Introduction to Digital Radio

Talking about DAB and talking about DRM means talking about Digital Radio. Of course the radio signals themselves are still analog, it is the content that is digital. The advantage of having digital content is obvious, anything that can be expressed as a sequence of bits - audio, video, pictures, websites etc etc - can be transmitted. In DAB, Digital Audio Broadcasting, audio services carry usually text, pictures and sometimes complete websites with them.

The downside is of course that the receiver is (far) more complex than that for e.g. AM or FM. Listening to digital radio with a crystal receiver, or an old fashioned receiver with glowing tubes does not make much sense then: radio technique is changing.

On the receiving side we have to do things on two levels. First of all we have to convert an analog signal into bits and second, we have to interpret the bits and (re)construct the audio or multimedia that was input to the transmitter.

There are a few different approaches for the implementing digital radio. Different parts of the world use different systems. Europe and Australia have embraced the afore mentioned DAB (Digital Audio Broadcasting) (or better DAB+), some African and Asian countries experiment - and implement - DRM, Digital Radio Mondiale, while the US have their own system.

Digital Radio: a note on the underlying technique

Most systems for digital radio share a single underlying principle for the transmitting of bits. The principle is based on OFDM, Orthogonal Frequency Division Modulation. While that sounds complicated, it is - at least in principle - simple.

We start with a vector of digital data (encoded as complex numbers). We consider the data elements to be "carriers", i.e. elements in the frequency domain. We apply an inverse FFT operation on these carriers. As known, applying an inverse FFT operation to elements in the frequency domain creates the FFT-ed elements in the time domain. (It is common to extend the input vector are both sides by a number of null carriers.)

To add redundancy, each vector resulting from the inverse FFT operation is extended (preceded) by a so called cyclic prefix. This prefix consists of copies of the last N elements of the vector. The function of the cyclic prefix is twofold:

  1. it can be used to decide where in the time domain the word starts, correlating the values in the prefix with the last samples of the word is the technique to apply here;

  2. By looking at the phase difference between corresponding elements in the cyclic prefix and the last segment of the word gives a (good) indication of the frequency offset.

So, as an example, if we start with a vector of say 1536 complex values, i.e. the initial carriers for a DAB word, we extend the vector to 2048 carriers by adding 256 null carriers to each side of the vector. The FFT operation generates a vector of 2048 time domain elements. We make a copy of the last 504 elements of output of the FFT operation and put that in fromt of the vector of 2048 elements resulting in a vector of 2552 elements.

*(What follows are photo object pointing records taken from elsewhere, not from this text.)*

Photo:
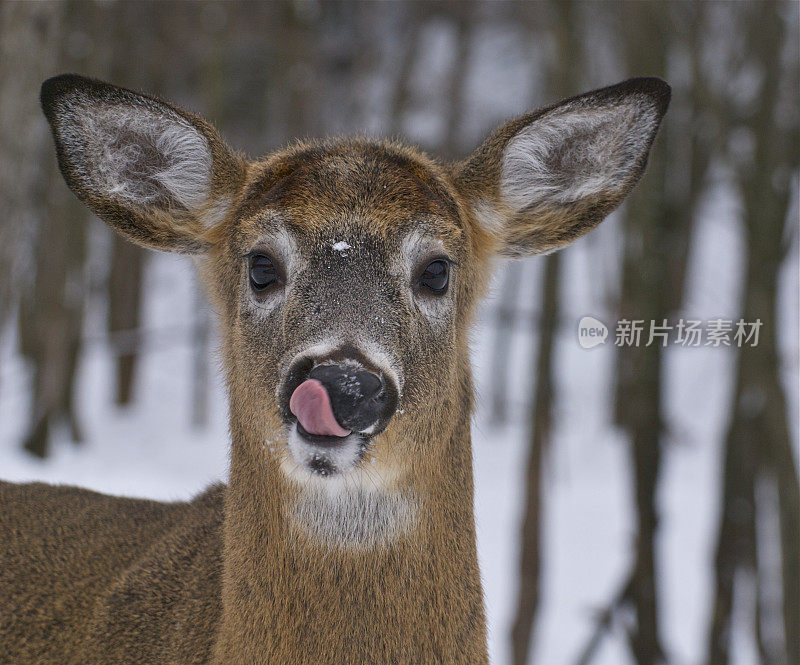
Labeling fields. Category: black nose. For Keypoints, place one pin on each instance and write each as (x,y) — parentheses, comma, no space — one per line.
(358,397)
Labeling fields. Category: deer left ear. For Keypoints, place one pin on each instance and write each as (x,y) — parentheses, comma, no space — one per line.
(547,178)
(159,175)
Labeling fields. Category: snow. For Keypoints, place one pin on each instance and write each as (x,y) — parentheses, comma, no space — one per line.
(151,450)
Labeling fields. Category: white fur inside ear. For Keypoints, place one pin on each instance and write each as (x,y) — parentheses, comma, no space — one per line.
(576,152)
(141,155)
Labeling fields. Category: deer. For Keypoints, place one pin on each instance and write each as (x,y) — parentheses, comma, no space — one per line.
(345,273)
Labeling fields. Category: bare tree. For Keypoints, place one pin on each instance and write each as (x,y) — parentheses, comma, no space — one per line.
(758,448)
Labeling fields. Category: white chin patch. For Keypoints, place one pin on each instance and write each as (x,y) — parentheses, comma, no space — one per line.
(350,506)
(319,461)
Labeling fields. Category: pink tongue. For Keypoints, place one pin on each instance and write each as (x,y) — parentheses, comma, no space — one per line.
(312,406)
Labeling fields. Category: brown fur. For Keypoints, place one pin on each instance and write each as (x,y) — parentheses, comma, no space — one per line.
(229,577)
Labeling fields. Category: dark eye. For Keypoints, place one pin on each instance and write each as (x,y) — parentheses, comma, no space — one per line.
(435,277)
(262,272)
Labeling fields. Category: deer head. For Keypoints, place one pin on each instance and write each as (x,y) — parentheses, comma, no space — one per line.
(345,272)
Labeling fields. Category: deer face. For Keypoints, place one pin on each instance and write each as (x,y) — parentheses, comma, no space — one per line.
(346,272)
(346,289)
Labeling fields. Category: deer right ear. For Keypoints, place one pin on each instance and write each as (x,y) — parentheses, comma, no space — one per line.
(546,178)
(156,173)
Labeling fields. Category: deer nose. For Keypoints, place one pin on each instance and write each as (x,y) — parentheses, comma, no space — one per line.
(358,398)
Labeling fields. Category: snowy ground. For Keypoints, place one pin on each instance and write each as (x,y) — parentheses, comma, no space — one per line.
(151,450)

The values in the extended vector, in this example 2552 complex values, are then fed into an DA converter, the result of which is mixed with an oscillator signal to shift the frequency. The resulting analog signal is amplified and fed into some antenna system.

dab

A receiver for digital radio takes the reverse route. We assume we have a device that is able to tune to a given frequency, shift the signal frequency to an IF of 0, and feed the signal to an AD converter. The software at the receiver side then collects the samples, in the example above 2552 samples per group, removes the cyclic prefix, feeds the vector - in the example now 2048 complex values - into an FFT processor, and takes from the result the 1536 carriers by removing the null carriers. The result then is the basis for extracting bits and interpreting the signal.

There are some details though that need some attention at the receiver side. The transmitter sends blocks of data, and on the receiver side we need to figure out where such block can be found in this samplestream. In most cases, we make use of the aforementioned cyclic prefix. Since the prefix elements are copies of elements at the end of the vector, we apply correlation to detect the start. As soon as the correlation between a sequence of elements with length of cyclic prefix with a sequence of elements furtheron is maximal, we "know" where the data in the block is starting.

Once we can identify the start of blocks in the incoming sample stream, we collect a vector of elements and apply an FFT transform to get carriers back.

One of the drawbacks of the OFDM approach is the sensitivity to frequency errors. Consider the case of a frequency error in the incoming data stream. If the offset of the frequency is sufficiently large, the carriers, resulting from the FFT operation are just wrong. It might be the case that the value found as value of carrier i is axrually the value for carrier i + 1. Such as error makes it obviously impossible to extract the right bits.

In the front end part of a receiver for digital radio, lots of attention is (to be) paid to synchronization, both time and frequency.

Of course, the the value of the carriers obtained from the FFT operation is modified by the transmission channel. Both amplitude and phase can be altered by the transmission. Therefore, quite some processing might have to be done in the actual extraction of bits. How this is done depends on the type of digital radio.

As an example, DRM requires for decoding that the values are a true copy (the phase and the amplitude) of the values that were traansmitted. Of course the transmitter has to add elements to the signal to make that possible.

In DAB a different approach is taken. Bits are encoded as phase difference betweem corresponding carriers in subsequent words.

Of course, techniques such as viterbi encoding, reed solomon coding and adding CRC's to segments of code can be - and are - used to add sufficient redundancy to the transmission to allow a decoder to extract the bits, recover from and repair errors and generate the desired output.